Musically, The Idler Wheel is gaunt and foreboding, her most austere work to date. With no producer credited (perhaps a corrective to the Extraordinary Machine controversy), the album places Apple’s voice and piano squarely at the forefront, while tour drummer Charley Drayton adds ambient flourishes of percussion rather than rhythmic propulsion. The low-key beat on “Jonathan” evokes the lulling sway of a subway car rather than its forward motion, and the clatter of “Periphery” is decidedly menacing, alternately suggesting a marching military and a lone, limping horror-movie killer. Even 16 years into her unlikely career, it’s still startling to hear Apple in such a stern setting, almost nakedly a cappella, and she has only grown more bravely inventive as a singer. On opener “Every Single Night,” she volleys between an exaggerated stage whisper on the verses and a whooping war cry on the chorus. It’s a weird but undeniably compelling performance, conjuring an intimacy that’s almost too intense. Few vocalists can erase the distance between performer and listener as shrewdly as Apple can, and that toggle gives The Idler Wheel its strange power.

The fact that Apple can’t get out of her own head—can’t even begin to write a song that doesn’t build on layers of self-conscious self-absorption and gritty self-loathing—may in fact be one of her greatest and most distinguishing strengths as an artist; none of her ‘90s peers have survived so long, and younger artists playing piano in her wake don’t seem nearly as committed to such dire, all-consuming confessionalism.

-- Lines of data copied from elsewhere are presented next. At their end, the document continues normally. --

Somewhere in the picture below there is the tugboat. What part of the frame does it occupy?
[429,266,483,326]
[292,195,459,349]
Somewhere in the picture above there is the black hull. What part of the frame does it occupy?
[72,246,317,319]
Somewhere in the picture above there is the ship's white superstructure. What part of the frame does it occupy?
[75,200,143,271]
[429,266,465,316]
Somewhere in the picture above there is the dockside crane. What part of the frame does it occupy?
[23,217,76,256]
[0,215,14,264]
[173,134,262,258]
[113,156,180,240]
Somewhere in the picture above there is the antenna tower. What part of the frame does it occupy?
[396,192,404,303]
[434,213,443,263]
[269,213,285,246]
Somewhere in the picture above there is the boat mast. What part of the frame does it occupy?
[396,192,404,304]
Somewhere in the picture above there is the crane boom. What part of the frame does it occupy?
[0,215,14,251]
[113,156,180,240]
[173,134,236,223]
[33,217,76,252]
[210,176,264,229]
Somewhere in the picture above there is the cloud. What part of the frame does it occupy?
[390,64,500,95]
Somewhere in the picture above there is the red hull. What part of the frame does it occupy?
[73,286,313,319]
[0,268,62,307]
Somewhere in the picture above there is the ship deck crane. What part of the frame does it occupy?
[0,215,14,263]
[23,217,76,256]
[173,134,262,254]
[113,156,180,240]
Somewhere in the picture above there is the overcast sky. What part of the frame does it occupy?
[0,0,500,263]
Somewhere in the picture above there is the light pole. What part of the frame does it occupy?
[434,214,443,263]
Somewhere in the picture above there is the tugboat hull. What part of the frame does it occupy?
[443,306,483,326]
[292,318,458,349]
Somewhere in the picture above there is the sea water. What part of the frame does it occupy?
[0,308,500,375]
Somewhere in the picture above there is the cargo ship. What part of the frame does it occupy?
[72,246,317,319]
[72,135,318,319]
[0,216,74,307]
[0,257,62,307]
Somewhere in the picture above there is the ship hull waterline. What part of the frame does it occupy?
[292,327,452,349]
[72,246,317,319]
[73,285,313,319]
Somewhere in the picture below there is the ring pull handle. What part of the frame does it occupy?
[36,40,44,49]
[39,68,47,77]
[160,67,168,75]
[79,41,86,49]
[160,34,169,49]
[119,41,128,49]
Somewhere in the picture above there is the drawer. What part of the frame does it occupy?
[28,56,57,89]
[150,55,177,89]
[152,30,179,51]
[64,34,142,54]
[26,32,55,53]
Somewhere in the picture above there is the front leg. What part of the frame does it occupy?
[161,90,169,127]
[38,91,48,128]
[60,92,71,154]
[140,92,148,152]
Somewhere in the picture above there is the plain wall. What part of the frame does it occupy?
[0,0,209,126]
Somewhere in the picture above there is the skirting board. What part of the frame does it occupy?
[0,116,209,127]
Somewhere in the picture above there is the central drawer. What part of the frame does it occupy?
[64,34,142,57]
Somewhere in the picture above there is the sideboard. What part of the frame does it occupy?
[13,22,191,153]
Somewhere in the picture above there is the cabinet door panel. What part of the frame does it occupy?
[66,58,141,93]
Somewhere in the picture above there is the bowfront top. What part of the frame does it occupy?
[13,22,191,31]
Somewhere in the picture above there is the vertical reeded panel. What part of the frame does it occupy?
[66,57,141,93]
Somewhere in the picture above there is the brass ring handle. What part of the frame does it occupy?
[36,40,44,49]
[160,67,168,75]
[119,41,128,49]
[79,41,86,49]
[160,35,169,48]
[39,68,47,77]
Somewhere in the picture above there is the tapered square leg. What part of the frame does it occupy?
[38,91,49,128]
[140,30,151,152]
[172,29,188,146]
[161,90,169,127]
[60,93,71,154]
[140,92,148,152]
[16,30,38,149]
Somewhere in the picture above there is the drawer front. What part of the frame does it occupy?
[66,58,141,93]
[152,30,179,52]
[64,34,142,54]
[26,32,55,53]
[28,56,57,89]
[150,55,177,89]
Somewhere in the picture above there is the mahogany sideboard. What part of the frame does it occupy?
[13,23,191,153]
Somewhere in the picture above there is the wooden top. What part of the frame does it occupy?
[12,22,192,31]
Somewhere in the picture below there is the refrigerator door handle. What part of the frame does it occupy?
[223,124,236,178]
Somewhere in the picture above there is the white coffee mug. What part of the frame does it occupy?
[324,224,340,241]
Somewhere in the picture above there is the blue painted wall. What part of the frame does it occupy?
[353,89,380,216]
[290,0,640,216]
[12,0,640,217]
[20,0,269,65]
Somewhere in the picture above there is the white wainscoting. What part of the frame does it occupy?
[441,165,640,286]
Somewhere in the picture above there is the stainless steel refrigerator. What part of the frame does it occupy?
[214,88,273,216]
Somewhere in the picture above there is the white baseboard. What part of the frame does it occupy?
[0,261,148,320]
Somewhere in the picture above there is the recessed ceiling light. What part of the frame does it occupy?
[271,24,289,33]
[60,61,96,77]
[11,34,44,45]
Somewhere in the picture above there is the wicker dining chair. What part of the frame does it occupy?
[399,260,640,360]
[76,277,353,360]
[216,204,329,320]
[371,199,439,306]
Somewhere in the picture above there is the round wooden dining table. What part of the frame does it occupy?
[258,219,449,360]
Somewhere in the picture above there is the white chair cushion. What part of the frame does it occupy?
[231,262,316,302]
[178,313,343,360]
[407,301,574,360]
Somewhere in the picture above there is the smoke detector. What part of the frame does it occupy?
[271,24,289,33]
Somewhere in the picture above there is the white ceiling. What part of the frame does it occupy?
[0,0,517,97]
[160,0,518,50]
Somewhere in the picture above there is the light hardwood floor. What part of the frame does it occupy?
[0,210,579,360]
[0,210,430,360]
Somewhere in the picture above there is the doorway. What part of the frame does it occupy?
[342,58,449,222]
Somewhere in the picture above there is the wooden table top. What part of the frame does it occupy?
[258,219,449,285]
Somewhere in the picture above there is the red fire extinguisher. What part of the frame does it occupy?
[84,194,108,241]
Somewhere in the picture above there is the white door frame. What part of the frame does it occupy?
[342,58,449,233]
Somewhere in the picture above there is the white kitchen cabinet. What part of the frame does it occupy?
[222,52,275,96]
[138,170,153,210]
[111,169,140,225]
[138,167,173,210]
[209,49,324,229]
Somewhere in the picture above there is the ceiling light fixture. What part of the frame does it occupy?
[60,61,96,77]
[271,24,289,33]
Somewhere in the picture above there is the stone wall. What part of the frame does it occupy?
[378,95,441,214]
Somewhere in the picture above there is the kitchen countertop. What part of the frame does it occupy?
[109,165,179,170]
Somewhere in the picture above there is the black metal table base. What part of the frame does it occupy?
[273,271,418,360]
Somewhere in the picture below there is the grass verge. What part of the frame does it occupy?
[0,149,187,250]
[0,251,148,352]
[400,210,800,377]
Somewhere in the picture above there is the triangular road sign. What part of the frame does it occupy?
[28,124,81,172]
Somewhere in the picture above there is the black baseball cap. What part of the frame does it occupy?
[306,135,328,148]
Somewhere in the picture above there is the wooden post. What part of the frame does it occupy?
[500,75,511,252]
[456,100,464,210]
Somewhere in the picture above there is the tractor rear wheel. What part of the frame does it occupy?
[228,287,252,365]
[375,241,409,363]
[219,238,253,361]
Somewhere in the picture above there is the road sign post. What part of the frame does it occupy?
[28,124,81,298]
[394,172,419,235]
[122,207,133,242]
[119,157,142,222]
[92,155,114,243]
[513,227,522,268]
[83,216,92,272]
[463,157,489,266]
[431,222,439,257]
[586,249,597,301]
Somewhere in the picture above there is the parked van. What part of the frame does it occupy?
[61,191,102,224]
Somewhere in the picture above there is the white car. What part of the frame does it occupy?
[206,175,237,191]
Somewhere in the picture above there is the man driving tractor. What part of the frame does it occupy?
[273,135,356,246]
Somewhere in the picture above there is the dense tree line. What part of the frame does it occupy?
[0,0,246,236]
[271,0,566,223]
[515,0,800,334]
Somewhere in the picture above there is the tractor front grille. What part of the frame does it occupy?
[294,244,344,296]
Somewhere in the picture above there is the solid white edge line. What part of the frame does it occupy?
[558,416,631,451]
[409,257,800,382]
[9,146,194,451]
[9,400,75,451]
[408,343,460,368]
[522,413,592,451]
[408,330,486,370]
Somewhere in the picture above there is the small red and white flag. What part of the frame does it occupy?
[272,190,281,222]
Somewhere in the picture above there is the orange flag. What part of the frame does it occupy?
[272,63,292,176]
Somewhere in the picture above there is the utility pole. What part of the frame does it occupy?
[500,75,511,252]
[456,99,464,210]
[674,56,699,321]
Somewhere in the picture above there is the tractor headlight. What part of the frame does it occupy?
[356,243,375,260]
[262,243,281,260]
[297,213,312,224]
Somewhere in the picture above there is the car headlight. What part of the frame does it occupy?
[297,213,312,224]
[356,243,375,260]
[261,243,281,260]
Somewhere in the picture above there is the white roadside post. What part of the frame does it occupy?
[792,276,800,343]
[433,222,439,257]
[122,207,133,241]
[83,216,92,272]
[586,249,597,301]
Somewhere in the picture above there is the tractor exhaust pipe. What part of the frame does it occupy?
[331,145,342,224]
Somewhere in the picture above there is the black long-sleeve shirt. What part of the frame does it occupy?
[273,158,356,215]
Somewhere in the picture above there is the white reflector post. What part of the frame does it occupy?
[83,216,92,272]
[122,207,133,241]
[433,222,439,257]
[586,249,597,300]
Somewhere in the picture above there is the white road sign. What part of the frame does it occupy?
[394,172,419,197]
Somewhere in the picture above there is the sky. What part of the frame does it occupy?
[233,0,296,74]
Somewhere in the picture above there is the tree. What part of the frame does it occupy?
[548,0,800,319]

The downside is that her lyrics can provoke cringes as easily as sympathetic nods, and The Idler Wheel is full of anguished metaphors, lurid rhyme schemes and clunky sentiments like “You didn’t see my valentine / I sent it via pantomime.” But whether she intends it or not, Apple’s overwrought lyrics exert a considerable power, marking these songs as indelibly her own and suggesting that her emotions are too messy for the relatively staid language of most pop music. “If I’m butter, he’s a hot knife,” she declares on “Hot Knife.” It’s a faintly ridiculous metaphor, too kitchen-sink for the song’s exaggerated sexual determinism, but Apple twists and bends it into something remarkably forceful and complex, switching the pronouns and repeating the lines until they sound like a personal mantra: a defense mechanism against loneliness.

For all her famed prolixity, Apple can also fire off a startlingly concise line that puts her entire life into a new perspective. “How can I ask anyone to love when all I do is beg to be left alone?” may be the most perfect lyric she’s ever written, neatly summing up both her neediness and her self-possession. To her immense credit, Apple never flinches at such uneasy insights and insoluble contradictions, which makes The Idler Wheel a tough but rewarding listen. She may work in a form that’s notorious for its introversion, but at heart Apple’s a pop extrovert: She makes it painfully and gloriously clear that her pain is our pain, that her horrors are universal.